Teradata® VantageCloud Lake

Deployment

VantageCloud

Edition

Lake

Product

Teradata Vantage

Published

January 2023

Language

English (United States)

Last Update

2024-04-03

dita:mapPath

phg1621910019905.ditamap

dita:ditavalPath

pny1626732985837.ditaval

dita:id

phg1621910019905

The rules for granting privileges on UDFs are identical to those for macros except for the CREATE FUNCTION and EXECUTE FUNCTION privileges, as documented in the following table, which explains which UDF-related privileges are granted explicitly or not:

Privilege	Usage Notes
ALTER FUNCTION	Not granted automatically to the creator of a database or user. Not granted automatically to a database or user when that database or user creates a database or user. Held implicitly only by user DBC. Cannot be granted on a UDF.
CREATE FUNCTION	Not granted automatically to the creator of a database or user. Held implicitly only by user DBC.
DROP FUNCTION	Granted automatically WITH GRANT OPTION to the creator of a user, database, function, or function mapping. Granted automatically without grant option to a created database or user on itself. Held implicitly on a database or user for an owner of that database or user.
EXECUTE FUNCTION	Granted automatically WITH GRANT OPTION to the creator of a function or function mapping. Not granted automatically to the creator of a database or user. Held implicitly only by user DBC.
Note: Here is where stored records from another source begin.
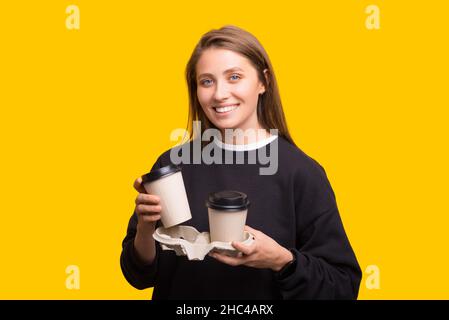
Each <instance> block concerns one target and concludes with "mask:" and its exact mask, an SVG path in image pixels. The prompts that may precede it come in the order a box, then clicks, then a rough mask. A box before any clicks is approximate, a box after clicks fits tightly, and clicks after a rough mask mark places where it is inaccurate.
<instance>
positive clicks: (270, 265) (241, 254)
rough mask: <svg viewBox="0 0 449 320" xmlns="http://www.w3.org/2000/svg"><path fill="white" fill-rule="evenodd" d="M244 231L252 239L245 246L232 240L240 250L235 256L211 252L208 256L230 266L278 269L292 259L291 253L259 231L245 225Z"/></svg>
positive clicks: (267, 236)
mask: <svg viewBox="0 0 449 320" xmlns="http://www.w3.org/2000/svg"><path fill="white" fill-rule="evenodd" d="M245 231H248V232H250V233H252V234H253V236H254V241H253V243H252V244H251V245H249V246H246V245H244V244H242V243H241V242H237V241H233V242H232V246H233V247H234V248H235V249H237V250H238V251H240V253H239V255H238V256H237V257H229V256H226V255H224V254H220V253H217V252H212V253H210V254H209V256H211V257H213V258H215V259H217V260H218V261H221V262H223V263H226V264H229V265H231V266H239V265H245V266H248V267H254V268H269V269H272V270H273V271H279V270H280V269H281V268H282V267H283V266H284V265H285V264H286V263H287V262H289V261H291V260H293V255H292V253H291V252H290V251H289V250H287V249H286V248H284V247H282V246H281V245H279V244H278V243H277V242H276V241H275V240H273V239H272V238H270V237H269V236H267V235H266V234H264V233H263V232H261V231H258V230H256V229H253V228H251V227H249V226H245Z"/></svg>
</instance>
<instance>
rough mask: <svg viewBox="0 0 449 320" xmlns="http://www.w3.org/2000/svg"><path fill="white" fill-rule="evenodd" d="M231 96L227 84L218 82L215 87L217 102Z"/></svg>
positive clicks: (222, 82) (216, 99)
mask: <svg viewBox="0 0 449 320" xmlns="http://www.w3.org/2000/svg"><path fill="white" fill-rule="evenodd" d="M228 96H229V88H228V86H227V84H226V83H225V82H222V81H217V85H216V87H215V93H214V98H215V100H223V99H226V98H227V97H228Z"/></svg>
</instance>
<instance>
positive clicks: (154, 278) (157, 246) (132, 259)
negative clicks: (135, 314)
mask: <svg viewBox="0 0 449 320" xmlns="http://www.w3.org/2000/svg"><path fill="white" fill-rule="evenodd" d="M160 167H161V162H160V158H159V159H158V160H157V161H156V163H155V164H154V165H153V168H152V169H151V170H153V169H156V168H160ZM156 226H157V225H156ZM136 233H137V214H136V212H134V213H133V215H132V216H131V218H130V219H129V223H128V228H127V232H126V236H125V238H124V239H123V242H122V253H121V255H120V267H121V269H122V273H123V275H124V277H125V279H126V280H127V281H128V282H129V284H131V285H132V286H133V287H135V288H137V289H140V290H142V289H146V288H149V287H154V285H155V282H156V275H157V265H158V261H159V256H160V246H158V245H156V256H155V258H154V261H153V263H151V264H145V263H144V262H143V261H141V260H140V258H139V257H138V255H137V252H136V250H135V248H134V238H135V236H136Z"/></svg>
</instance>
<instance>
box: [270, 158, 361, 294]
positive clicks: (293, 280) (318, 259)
mask: <svg viewBox="0 0 449 320" xmlns="http://www.w3.org/2000/svg"><path fill="white" fill-rule="evenodd" d="M312 160H313V159H312ZM313 163H314V165H313V166H312V168H311V169H310V170H307V172H305V173H304V172H302V173H300V174H298V176H297V177H296V178H295V182H294V186H295V191H294V192H295V211H296V216H297V225H296V228H297V239H296V247H295V248H290V249H291V251H292V253H293V254H294V255H295V257H296V265H295V267H294V268H293V270H292V271H291V272H289V274H287V275H284V276H283V278H281V276H280V275H279V274H276V277H277V280H278V283H279V285H280V288H281V292H282V295H283V298H284V299H299V298H301V299H356V298H357V296H358V290H359V285H360V280H361V276H362V274H361V270H360V267H359V264H358V262H357V259H356V257H355V254H354V252H353V250H352V248H351V245H350V243H349V240H348V238H347V236H346V233H345V230H344V227H343V224H342V221H341V218H340V214H339V211H338V208H337V204H336V199H335V195H334V192H333V190H332V187H331V185H330V183H329V181H328V179H327V176H326V173H325V171H324V169H323V168H322V167H321V166H320V165H319V164H318V163H317V162H315V161H314V160H313Z"/></svg>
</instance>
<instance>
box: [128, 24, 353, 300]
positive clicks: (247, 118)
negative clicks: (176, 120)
mask: <svg viewBox="0 0 449 320" xmlns="http://www.w3.org/2000/svg"><path fill="white" fill-rule="evenodd" d="M186 80H187V85H188V90H189V101H190V108H189V126H191V127H190V133H191V134H189V141H188V142H187V143H185V144H184V145H182V146H181V148H179V150H178V149H177V147H176V148H172V149H170V150H168V151H166V152H164V153H163V154H162V155H160V157H159V158H158V160H157V161H156V163H155V164H154V166H153V168H161V167H165V166H167V165H170V164H173V162H174V159H173V156H172V155H173V154H176V155H178V151H179V152H180V153H181V155H180V156H179V158H180V159H183V158H184V156H186V154H185V153H189V154H188V155H187V157H186V158H187V159H188V160H189V161H183V162H180V163H178V164H179V165H180V166H181V167H182V176H183V179H184V183H185V187H186V192H187V196H188V201H189V205H190V208H191V212H192V219H191V220H189V221H187V222H186V223H187V224H188V225H190V226H192V227H194V228H195V229H197V230H200V231H203V230H204V231H205V230H207V229H208V226H209V221H208V211H207V208H206V206H205V205H204V200H205V199H206V198H207V195H208V194H210V193H211V192H215V191H218V190H239V191H241V192H243V193H244V194H245V195H247V197H248V199H249V201H250V202H251V208H250V209H248V215H247V220H246V222H247V224H248V225H247V226H245V230H246V231H248V232H250V233H251V234H252V235H253V236H254V241H253V242H252V243H251V244H250V245H245V244H244V243H242V242H240V241H232V242H231V243H230V244H231V245H232V246H233V247H234V248H235V249H236V250H238V251H240V253H241V254H239V255H237V256H227V255H224V254H222V253H218V252H215V253H211V254H210V256H208V257H206V258H205V259H204V260H202V261H201V262H198V261H191V260H187V259H185V257H183V256H176V255H175V254H174V253H173V252H167V251H165V250H162V248H161V246H159V245H156V243H155V241H154V239H153V237H152V234H153V233H154V232H155V229H156V228H157V227H159V226H160V223H159V221H160V218H161V216H160V212H161V205H162V206H163V205H170V204H164V203H162V202H160V200H159V199H158V198H157V197H155V196H154V195H149V194H146V192H145V190H144V189H143V188H142V185H141V184H142V179H141V178H137V180H136V182H135V185H134V186H135V188H136V190H137V191H138V192H139V195H138V196H137V198H136V209H135V212H134V214H133V215H132V217H131V219H130V221H129V226H128V231H127V235H126V237H125V239H124V240H123V251H122V255H121V267H122V271H123V274H124V276H125V277H126V279H127V280H128V282H129V283H130V284H131V285H133V286H134V287H136V288H139V289H143V288H147V287H151V286H154V293H153V299H354V298H356V297H357V295H358V290H359V284H360V279H361V270H360V268H359V265H358V262H357V259H356V257H355V255H354V252H353V250H352V248H351V245H350V243H349V240H348V238H347V236H346V233H345V231H344V228H343V224H342V222H341V219H340V215H339V212H338V208H337V204H336V200H335V195H334V192H333V190H332V188H331V186H330V183H329V181H328V179H327V176H326V173H325V171H324V169H323V167H322V166H321V165H320V164H319V163H318V162H316V161H315V160H313V159H312V158H310V157H309V156H307V155H306V154H305V153H304V152H303V151H302V150H300V149H299V148H298V147H297V146H296V145H295V143H294V142H293V140H292V139H291V136H290V134H289V132H288V129H287V124H286V120H285V117H284V112H283V109H282V104H281V99H280V96H279V90H278V88H277V83H276V78H275V76H274V71H273V68H272V66H271V63H270V60H269V59H268V55H267V54H266V52H265V50H264V49H263V47H262V45H261V44H260V43H259V42H258V41H257V39H256V38H255V37H254V36H253V35H251V34H250V33H248V32H246V31H244V30H242V29H240V28H237V27H234V26H226V27H223V28H221V29H218V30H212V31H210V32H208V33H206V34H205V35H204V36H203V37H202V38H201V39H200V41H199V43H198V44H197V46H196V47H195V49H194V51H193V53H192V56H191V58H190V60H189V62H188V64H187V68H186ZM194 122H195V123H199V124H200V129H199V130H194V127H193V125H194ZM212 130H215V131H218V132H221V134H220V135H215V136H214V140H213V142H211V144H212V143H215V145H212V146H213V147H214V148H209V147H210V145H207V146H203V145H202V144H201V143H198V140H202V137H204V136H206V137H210V136H211V134H210V131H212ZM228 130H231V131H233V132H236V133H237V134H226V133H227V131H228ZM249 131H250V132H258V133H259V132H262V134H250V135H248V134H246V133H248V132H249ZM217 137H218V140H221V137H225V139H224V142H223V141H216V139H217ZM212 149H213V150H212ZM208 150H212V151H213V152H212V153H213V155H212V154H211V159H213V160H215V157H218V159H217V160H218V161H206V162H195V161H190V156H192V158H193V159H195V158H196V159H201V157H202V151H208ZM217 150H220V151H223V152H218V151H217ZM173 151H174V152H173ZM255 152H257V154H258V155H265V156H264V157H262V161H261V159H260V157H257V158H256V157H254V159H255V160H257V161H246V160H247V159H250V158H251V155H254V153H255ZM234 158H236V159H238V158H241V159H244V161H243V162H237V163H235V162H229V161H227V160H228V159H234ZM264 159H275V160H276V161H274V162H275V163H276V164H275V165H274V166H273V167H274V169H275V170H270V172H269V174H268V175H264V173H263V169H264V166H265V165H266V162H265V163H264V161H263V160H264ZM270 167H271V165H270ZM236 240H237V239H236Z"/></svg>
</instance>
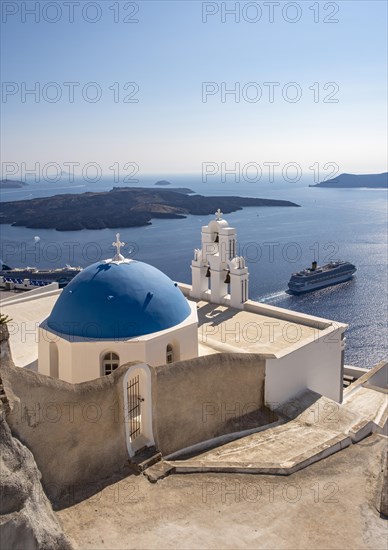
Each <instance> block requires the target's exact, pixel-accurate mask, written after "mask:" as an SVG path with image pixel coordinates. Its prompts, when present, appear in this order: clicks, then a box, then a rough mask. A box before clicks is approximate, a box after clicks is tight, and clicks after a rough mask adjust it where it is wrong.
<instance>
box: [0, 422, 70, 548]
mask: <svg viewBox="0 0 388 550" xmlns="http://www.w3.org/2000/svg"><path fill="white" fill-rule="evenodd" d="M40 478H41V474H40V472H39V470H38V468H37V466H36V463H35V461H34V457H33V456H32V454H31V452H30V451H29V450H28V449H27V448H26V447H25V446H24V445H22V444H21V443H20V441H18V440H17V439H16V438H14V437H12V435H11V431H10V429H9V426H8V424H7V422H6V421H5V420H4V418H3V414H0V514H1V516H0V541H1V547H2V548H3V550H11V549H12V550H26V549H29V550H71V548H72V547H71V544H70V542H69V541H68V539H67V538H66V536H65V535H64V534H63V531H62V528H61V526H60V524H59V522H58V520H57V518H56V517H55V515H54V513H53V511H52V508H51V505H50V502H49V500H48V499H47V497H46V495H45V494H44V492H43V489H42V486H41V483H40Z"/></svg>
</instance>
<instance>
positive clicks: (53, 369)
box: [49, 342, 59, 378]
mask: <svg viewBox="0 0 388 550" xmlns="http://www.w3.org/2000/svg"><path fill="white" fill-rule="evenodd" d="M49 354H50V376H52V377H53V378H59V365H58V346H57V344H56V343H55V342H50V344H49Z"/></svg>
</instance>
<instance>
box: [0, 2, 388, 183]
mask: <svg viewBox="0 0 388 550" xmlns="http://www.w3.org/2000/svg"><path fill="white" fill-rule="evenodd" d="M1 9H2V14H1V17H2V22H1V26H2V28H1V31H2V33H1V34H2V38H1V46H2V48H1V51H2V53H1V56H2V57H1V79H2V98H1V115H2V117H1V118H2V120H1V138H2V139H1V154H2V176H3V177H4V176H6V177H7V176H8V177H14V178H17V177H18V176H19V177H20V176H21V175H22V172H23V170H26V169H27V170H28V169H30V168H33V167H34V166H35V169H36V163H38V165H37V166H38V170H39V171H44V170H45V169H46V170H47V171H49V170H51V169H52V170H54V171H55V166H57V165H59V166H60V167H61V168H62V169H63V170H65V171H70V172H71V171H72V170H73V169H74V170H75V173H76V174H77V173H79V172H80V171H82V170H84V169H85V170H89V169H91V170H92V171H93V169H94V165H95V164H97V165H98V167H99V168H95V169H96V173H97V171H98V169H100V170H101V172H102V173H104V174H113V173H115V171H118V172H119V173H120V177H122V175H124V174H130V173H131V172H132V171H135V170H138V171H139V172H140V173H144V174H149V173H152V174H173V173H188V174H189V173H201V172H202V171H203V166H204V163H207V164H206V166H220V165H221V163H224V167H226V169H227V168H230V169H233V167H235V166H236V163H239V164H238V166H240V167H241V168H244V167H245V166H249V165H250V164H251V163H253V164H255V165H257V164H258V165H260V166H263V165H264V163H277V164H276V167H279V169H282V167H283V166H284V165H286V164H287V163H297V164H298V165H299V166H301V167H302V168H303V170H307V169H308V167H310V166H312V165H314V164H315V163H318V165H319V166H321V167H322V166H324V165H325V164H327V163H334V164H336V165H337V166H338V170H339V171H340V172H358V173H371V172H382V171H386V169H387V168H386V166H387V153H386V151H387V112H386V96H387V80H386V69H387V58H386V55H387V54H386V51H387V30H386V21H387V3H386V2H385V1H338V2H326V1H325V2H323V1H322V2H313V1H312V0H311V1H299V2H280V1H279V2H242V1H241V2H234V1H233V2H201V1H187V0H183V1H163V0H161V1H138V2H126V1H122V2H114V1H113V0H112V1H111V0H105V1H97V2H88V1H75V2H74V1H72V0H69V1H67V2H66V1H64V2H55V1H51V2H46V1H41V2H35V1H34V2H15V1H9V2H8V1H5V0H2V2H1ZM233 9H234V12H233ZM33 89H35V93H28V90H33ZM233 90H234V92H233ZM228 91H229V93H228ZM270 92H272V96H271V93H270ZM69 163H77V164H74V165H69ZM68 166H70V168H66V167H68ZM73 166H74V168H72V167H73ZM45 167H46V168H45ZM276 169H278V168H276Z"/></svg>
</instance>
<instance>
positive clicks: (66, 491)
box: [0, 362, 128, 501]
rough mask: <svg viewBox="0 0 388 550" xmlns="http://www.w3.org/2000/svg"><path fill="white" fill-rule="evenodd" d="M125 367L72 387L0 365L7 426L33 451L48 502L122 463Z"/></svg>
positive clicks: (106, 474)
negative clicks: (6, 408) (5, 406)
mask: <svg viewBox="0 0 388 550" xmlns="http://www.w3.org/2000/svg"><path fill="white" fill-rule="evenodd" d="M127 368H128V366H125V367H121V368H119V369H117V371H115V372H114V373H113V374H112V375H110V376H105V377H103V378H99V379H96V380H92V381H90V382H84V383H82V384H76V385H72V384H68V383H67V382H63V381H62V380H58V379H54V378H50V377H47V376H44V375H40V374H38V373H34V372H32V371H27V370H24V369H20V368H18V367H13V366H12V365H11V364H10V363H9V362H8V365H7V364H5V365H3V366H2V367H1V369H0V375H1V377H2V381H3V385H4V390H5V392H6V395H7V398H8V401H9V407H10V410H9V411H8V412H7V416H6V419H7V422H8V424H9V426H10V428H11V430H12V433H13V435H15V436H16V437H17V438H18V439H20V441H21V442H22V443H24V444H25V445H26V446H27V447H28V448H29V449H30V450H31V452H32V453H33V455H34V457H35V460H36V463H37V465H38V468H39V470H40V471H41V473H42V483H43V486H44V488H45V491H46V493H47V495H48V496H49V497H50V499H52V500H53V501H56V500H58V499H59V498H61V496H62V495H63V494H65V493H67V492H68V491H69V488H70V490H77V489H78V488H80V487H82V485H83V484H86V483H89V484H90V483H93V482H95V481H98V480H101V479H103V478H105V477H109V476H111V475H112V474H113V473H115V472H119V471H121V470H122V468H123V467H124V466H125V465H126V463H127V460H128V454H127V448H126V442H125V429H124V410H123V389H122V388H123V385H122V378H123V376H124V375H125V373H126V371H127Z"/></svg>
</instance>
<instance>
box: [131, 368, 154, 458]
mask: <svg viewBox="0 0 388 550" xmlns="http://www.w3.org/2000/svg"><path fill="white" fill-rule="evenodd" d="M123 390H124V418H125V438H126V442H127V449H128V454H129V456H130V457H132V456H134V454H136V452H137V451H138V450H140V449H142V448H143V447H151V446H152V445H154V443H155V442H154V436H153V432H152V401H151V373H150V370H149V367H148V365H146V364H142V365H135V366H133V367H130V368H129V369H128V371H127V373H126V375H125V376H124V380H123Z"/></svg>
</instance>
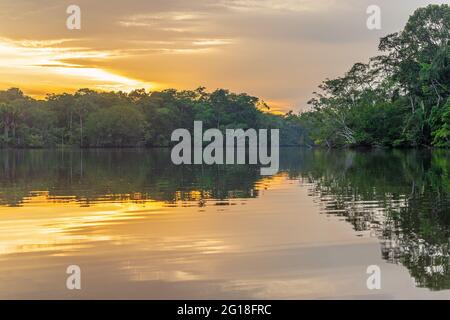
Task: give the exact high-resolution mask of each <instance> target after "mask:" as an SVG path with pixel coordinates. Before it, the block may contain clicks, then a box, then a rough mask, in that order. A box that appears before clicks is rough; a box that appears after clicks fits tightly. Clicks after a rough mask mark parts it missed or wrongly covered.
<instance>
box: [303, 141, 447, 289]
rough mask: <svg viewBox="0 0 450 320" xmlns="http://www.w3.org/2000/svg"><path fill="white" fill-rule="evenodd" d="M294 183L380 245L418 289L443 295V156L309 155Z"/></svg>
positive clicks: (314, 153)
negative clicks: (315, 196)
mask: <svg viewBox="0 0 450 320" xmlns="http://www.w3.org/2000/svg"><path fill="white" fill-rule="evenodd" d="M305 156H306V157H308V158H309V159H304V160H303V161H302V162H303V163H304V164H306V167H304V168H303V169H302V170H301V172H300V175H301V177H302V178H303V181H307V182H309V183H312V184H313V186H312V188H311V193H312V195H314V196H316V197H318V198H319V199H320V202H321V205H322V209H323V211H324V212H327V213H330V214H336V215H339V216H342V217H345V220H346V221H347V222H349V223H351V224H352V225H353V227H354V229H355V231H367V230H368V231H370V232H371V235H373V236H376V237H378V238H379V239H380V243H381V254H382V257H383V259H385V260H387V261H389V262H392V263H401V264H403V265H404V266H406V267H407V268H408V270H409V271H410V273H411V275H412V276H413V277H414V279H415V281H416V284H417V286H420V287H427V288H430V289H432V290H442V289H449V288H450V180H449V179H450V157H449V156H450V153H449V152H448V151H444V150H436V151H433V152H431V151H399V150H394V151H371V152H356V151H345V152H344V151H337V152H311V153H307V154H306V155H305Z"/></svg>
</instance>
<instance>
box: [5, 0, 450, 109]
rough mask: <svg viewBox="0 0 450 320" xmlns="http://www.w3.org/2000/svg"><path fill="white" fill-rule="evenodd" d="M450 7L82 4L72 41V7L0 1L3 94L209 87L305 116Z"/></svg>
mask: <svg viewBox="0 0 450 320" xmlns="http://www.w3.org/2000/svg"><path fill="white" fill-rule="evenodd" d="M445 2H446V1H445V0H442V1H428V0H398V1H389V0H345V1H344V0H321V1H317V0H199V1H185V0H151V1H144V0H131V1H126V2H124V1H122V0H96V1H92V0H77V5H79V6H80V7H81V12H82V28H81V30H75V31H74V30H72V31H71V30H67V28H66V27H65V21H66V18H67V14H66V7H67V6H68V5H69V4H71V3H69V2H68V1H59V0H41V1H31V0H21V1H17V0H2V1H1V3H0V30H1V31H0V38H2V39H3V40H0V63H1V65H0V74H1V76H0V86H2V87H5V86H11V85H14V86H22V87H23V86H26V88H25V87H24V88H23V89H24V90H25V92H27V89H28V90H29V91H33V92H36V90H37V89H36V88H39V90H44V89H45V90H48V91H61V90H71V89H74V88H76V87H78V86H87V85H92V86H94V87H97V88H108V87H109V88H117V87H121V88H134V87H135V86H143V87H146V88H148V87H149V86H152V85H153V87H162V86H174V87H176V88H181V89H189V88H195V87H197V86H199V85H204V86H206V87H208V88H209V89H212V90H213V89H215V88H217V87H225V88H229V89H231V90H235V91H239V92H243V91H244V92H248V93H249V94H252V95H256V96H259V97H261V98H263V99H264V100H266V101H272V102H273V103H275V104H277V105H278V107H279V108H285V109H288V108H289V109H290V108H292V109H296V110H298V109H301V108H302V107H304V105H305V103H306V101H307V100H309V98H310V95H311V92H312V91H314V90H315V89H316V86H317V85H318V84H319V83H320V82H321V80H323V79H324V78H326V77H335V76H338V75H340V74H342V73H344V72H345V71H346V70H347V69H348V68H349V67H350V66H351V65H352V63H354V62H358V61H367V60H368V58H369V57H370V56H372V55H374V54H376V50H377V44H378V39H379V37H381V36H383V35H385V34H388V33H390V32H394V31H397V30H399V29H400V28H401V27H402V26H403V25H404V23H405V22H406V20H407V18H408V16H409V15H410V14H412V12H413V11H414V9H415V8H417V7H419V6H424V5H427V4H428V3H445ZM371 4H377V5H379V6H380V7H381V9H382V30H380V31H370V30H368V29H367V28H366V19H367V14H366V8H367V6H368V5H371ZM5 39H6V40H5ZM59 68H60V69H59ZM108 79H109V81H108Z"/></svg>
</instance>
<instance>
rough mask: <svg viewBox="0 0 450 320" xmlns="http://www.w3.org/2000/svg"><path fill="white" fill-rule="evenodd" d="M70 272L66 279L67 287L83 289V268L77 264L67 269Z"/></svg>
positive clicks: (76, 289)
mask: <svg viewBox="0 0 450 320" xmlns="http://www.w3.org/2000/svg"><path fill="white" fill-rule="evenodd" d="M66 273H67V274H69V276H68V277H67V280H66V288H67V289H69V290H81V268H80V267H79V266H77V265H75V264H73V265H70V266H68V267H67V269H66Z"/></svg>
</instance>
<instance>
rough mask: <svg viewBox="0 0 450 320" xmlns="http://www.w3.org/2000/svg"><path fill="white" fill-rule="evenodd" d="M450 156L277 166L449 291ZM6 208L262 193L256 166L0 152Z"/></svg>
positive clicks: (437, 153) (124, 153)
mask: <svg viewBox="0 0 450 320" xmlns="http://www.w3.org/2000/svg"><path fill="white" fill-rule="evenodd" d="M449 155H450V154H449V152H448V151H443V150H440V151H398V150H394V151H382V150H377V151H370V152H364V151H363V152H356V151H351V150H333V151H326V150H299V149H298V148H286V149H282V150H281V154H280V167H281V170H283V171H285V172H287V173H288V175H289V177H291V178H292V179H298V178H299V177H300V179H301V181H302V183H304V184H308V185H309V186H310V187H311V191H310V193H311V195H313V196H315V197H316V199H318V201H319V202H320V204H321V208H322V209H323V212H325V213H327V214H334V215H337V216H340V217H342V218H343V219H345V220H346V221H347V222H349V223H351V225H352V226H353V228H354V229H355V230H356V231H358V232H363V231H370V233H371V234H372V235H375V236H376V237H377V238H378V239H379V240H380V243H381V254H382V257H383V259H385V260H387V261H389V262H391V263H400V264H402V265H404V266H406V267H407V268H408V270H409V272H410V273H411V275H412V276H413V277H414V279H415V281H416V282H417V285H418V286H421V287H427V288H430V289H432V290H441V289H450V270H449V269H450V267H449V262H450V261H449V260H450V250H449V246H450V240H449V236H450V157H449ZM0 173H1V174H0V204H7V205H21V203H22V202H23V200H24V198H26V197H29V196H30V194H31V193H32V192H35V191H45V192H46V195H48V197H49V198H50V200H52V201H58V202H61V201H74V199H75V201H77V202H79V203H80V205H90V204H91V203H94V202H97V201H130V200H131V201H145V200H160V201H167V202H172V201H179V200H181V201H186V200H192V201H195V203H196V204H197V205H204V200H205V199H229V198H250V197H256V196H257V195H258V193H257V190H256V189H257V188H256V187H255V185H256V183H257V182H258V181H259V180H260V178H261V177H260V176H259V168H258V167H257V166H245V165H239V166H185V167H182V166H174V165H172V164H171V163H170V150H168V149H152V150H131V149H130V150H127V149H123V150H116V151H115V150H82V151H79V150H76V151H69V150H67V151H55V150H53V151H48V150H14V151H12V150H11V151H6V150H4V151H1V152H0Z"/></svg>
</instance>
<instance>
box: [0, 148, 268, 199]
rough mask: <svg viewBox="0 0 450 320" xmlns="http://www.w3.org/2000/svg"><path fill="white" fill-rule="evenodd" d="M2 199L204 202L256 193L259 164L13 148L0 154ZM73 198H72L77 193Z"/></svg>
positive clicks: (155, 154)
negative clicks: (44, 191) (47, 193)
mask: <svg viewBox="0 0 450 320" xmlns="http://www.w3.org/2000/svg"><path fill="white" fill-rule="evenodd" d="M0 171H1V173H2V174H1V175H0V203H3V204H7V205H13V206H14V205H20V203H21V202H22V201H23V199H24V198H26V197H28V196H30V192H32V191H41V190H44V191H48V197H49V199H50V200H53V201H66V200H67V199H69V198H68V197H67V196H75V198H76V199H77V201H78V202H80V204H82V205H88V204H89V203H92V202H96V201H102V200H103V201H121V200H133V201H140V200H161V201H176V200H201V199H208V198H214V199H227V198H238V197H239V198H249V197H255V196H257V190H253V189H254V184H255V182H256V181H257V180H258V178H259V176H258V174H259V168H257V167H256V166H243V165H242V166H174V165H172V164H171V162H170V150H168V149H151V150H131V149H129V150H126V149H125V150H116V151H114V150H82V151H78V150H76V151H55V150H11V151H6V150H5V151H2V152H0ZM70 199H72V200H73V197H71V198H70Z"/></svg>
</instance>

All newly created external UDFs are performed in protected mode by default. This is also true for all newly created methods and external procedures. UDFs do not run in modes.

The ALTER FUNCTION privilege must be restricted to DBAs exclusively. Its intent is to permit a user to perform the ALTER FUNCTION statement, which can be used to change the execution mode of a UDF. Changing the execution mode for a UDF from PROTECTED to NOT PROTECTED, for example, is not an act that must be performed without exercising extreme caution.